Peter Falk, Vicki Frederick, and Laurene Landon in ...All the Marbles (1981)



(director: Robert Aldrich; screenwriter: Mel Frohman; cinematographer: Joseph Biroc; editors: Irving C. Rosenblum/Richard Lane; music: Frank De Vol; cast: Peter Falk (Harry Sears), Vicki Frederick (Iris), Laurene Landon (Molly), Burt Young (Eddie Cisco), Tracy Reed (Diane), Ursaline Bryant-King (June), John Hancock (Big John Stanley), Richard Jaeckel (Referee); Runtime: 112; MPAA Rating: R; producer: William Aldrich; Warner Brothers Archive Collection; 1981)


“It’s not that bad.

Reviewed by Dennis Schwartz

Veteran action director Robert Aldrich’s (“The Dirty Dozen”/”The Flight of the Phoenix”/”What Ever Happened to Baby Jane?”) last film, curiously a blend of sports pic and sexual comedy, is at best an uneven film with a few funny moments to keep it from getting pinned by its tasteless storyline. Mel Frohman writes the surprisingly literate script, as a road movie that could have been made in the 1950’s but for its 1970’s raunchiness.

Peter Falk is the opera-loving, hustling wrestling manager of two female wrestlers, known as the California Dolls. They are endearingly played by the worldly Vicki Frederick and the naive Laurene Landon. Vicki once had an affair with Falk, but their relationship is now only work-related. Laurene has become addicted to pain killers (and you can bet your house that she breaks her habit by the pic’s end, or else this isn’t a mainstream pic). The gals are a tag-team wrestling duo, who Falk brings from touring dumpy venues in small mill towns, in the midwest, in his beat-up car, to the big-time at the MGM Grand Hotel in Reno for a championship bout. How Falk does this trick is a neat trick, as Columbo does his usual wise guy scheming things (like getting the girls a mud wrestling match that turns ugly), while the girls struggle to hold their dignity and fight for success–they’re going for all the marbles.

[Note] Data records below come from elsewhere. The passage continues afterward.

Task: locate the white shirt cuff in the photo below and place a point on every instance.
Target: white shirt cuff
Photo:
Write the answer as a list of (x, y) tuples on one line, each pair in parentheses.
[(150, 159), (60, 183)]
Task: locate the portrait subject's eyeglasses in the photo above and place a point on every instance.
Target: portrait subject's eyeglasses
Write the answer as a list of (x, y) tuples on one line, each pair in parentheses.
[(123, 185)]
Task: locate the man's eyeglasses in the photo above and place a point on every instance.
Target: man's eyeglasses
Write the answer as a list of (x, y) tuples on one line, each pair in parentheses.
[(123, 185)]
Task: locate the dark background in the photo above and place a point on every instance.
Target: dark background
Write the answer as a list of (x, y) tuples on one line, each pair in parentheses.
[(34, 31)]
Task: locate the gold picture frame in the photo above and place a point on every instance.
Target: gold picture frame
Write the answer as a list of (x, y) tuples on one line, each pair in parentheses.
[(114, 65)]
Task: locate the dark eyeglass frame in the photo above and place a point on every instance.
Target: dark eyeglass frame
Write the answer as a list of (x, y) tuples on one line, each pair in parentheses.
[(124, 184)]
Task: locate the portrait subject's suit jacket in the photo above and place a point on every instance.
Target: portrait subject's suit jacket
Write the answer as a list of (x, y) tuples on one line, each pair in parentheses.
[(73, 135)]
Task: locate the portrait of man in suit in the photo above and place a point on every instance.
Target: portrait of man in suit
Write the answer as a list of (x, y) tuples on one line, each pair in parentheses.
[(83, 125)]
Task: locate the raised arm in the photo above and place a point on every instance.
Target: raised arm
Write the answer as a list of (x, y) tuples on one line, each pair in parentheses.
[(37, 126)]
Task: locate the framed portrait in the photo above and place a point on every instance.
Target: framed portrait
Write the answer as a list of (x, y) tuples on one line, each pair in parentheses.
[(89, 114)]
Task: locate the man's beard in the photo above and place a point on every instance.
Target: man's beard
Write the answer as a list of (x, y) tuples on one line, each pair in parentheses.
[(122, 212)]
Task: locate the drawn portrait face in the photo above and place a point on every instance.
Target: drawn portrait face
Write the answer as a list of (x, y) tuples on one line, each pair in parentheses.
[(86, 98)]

Wrestling in this pic is oddly enough taken for a serious sport, as I guess Aldrich didn’t get all the memos that say the bouts are all fixed (not just some) and the events are played just for entertainment purposes. Therefore the Rocky-like climax, of going from obscurity to fame, makes things a bit awkward if you’re still believing this is a sports pic drama.

But it’s not bad, in fact it’s entertaining, upbeat and pleasant. Just don’t expect much more than a few body slams and a few wisecracks hitting home, otherwise you’ll probably be disappointed. It’s far from top-line Aldrich, but has enough of his motifs going down to at least keep it watchable. Burt Young as the oily wrestling promoter who resents Falk for his independence, has a nice turn in a supporting role to the three colorful zany stars.John Hancock gets a few laughs as the rival manager, while Richard Jaeckel is a hoot as the dishonest referee.